Modulation of the locomotor properties of morphine and amphetamine by uncontrollable stress.

We have recently demonstrated that exposure to a single session of inescapable shock (IS), but not to identical amounts and distributions of escapable shock (ES), increases the rewarding properties of morphine, as measured by conditioned place preference (CPP). Interestingly, we also found that exposure to IS has no effect, or even interferes with amphetamine CPP. The present study explored whether the potentiating effect of IS on morphine reward, but not amphetamine reward, would generalize to the locomotor properties of these drugs. The locomotor response to morphine and amphetamine was measured 120 h following exposure to either IS or home cage control (HCC) treatment.
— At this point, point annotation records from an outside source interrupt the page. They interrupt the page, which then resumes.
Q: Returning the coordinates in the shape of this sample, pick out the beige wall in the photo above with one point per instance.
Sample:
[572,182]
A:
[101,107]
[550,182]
On test day, the activity of all subjects was measured for 1 h before and 3 h after drug administration. The results demonstrated that exposure to IS potentiated the locomotor response to morphine, while having no effect on the response to amphetamine. An additional study investigated whether the effects of IS on the locomotor properties of morphine were sensitive to stressor controllability, by comparing the influence of IS, ES, or control treatment. Again, IS potentiated the locomotor properties of morphine, while exposure to ES and control treatment had no effect.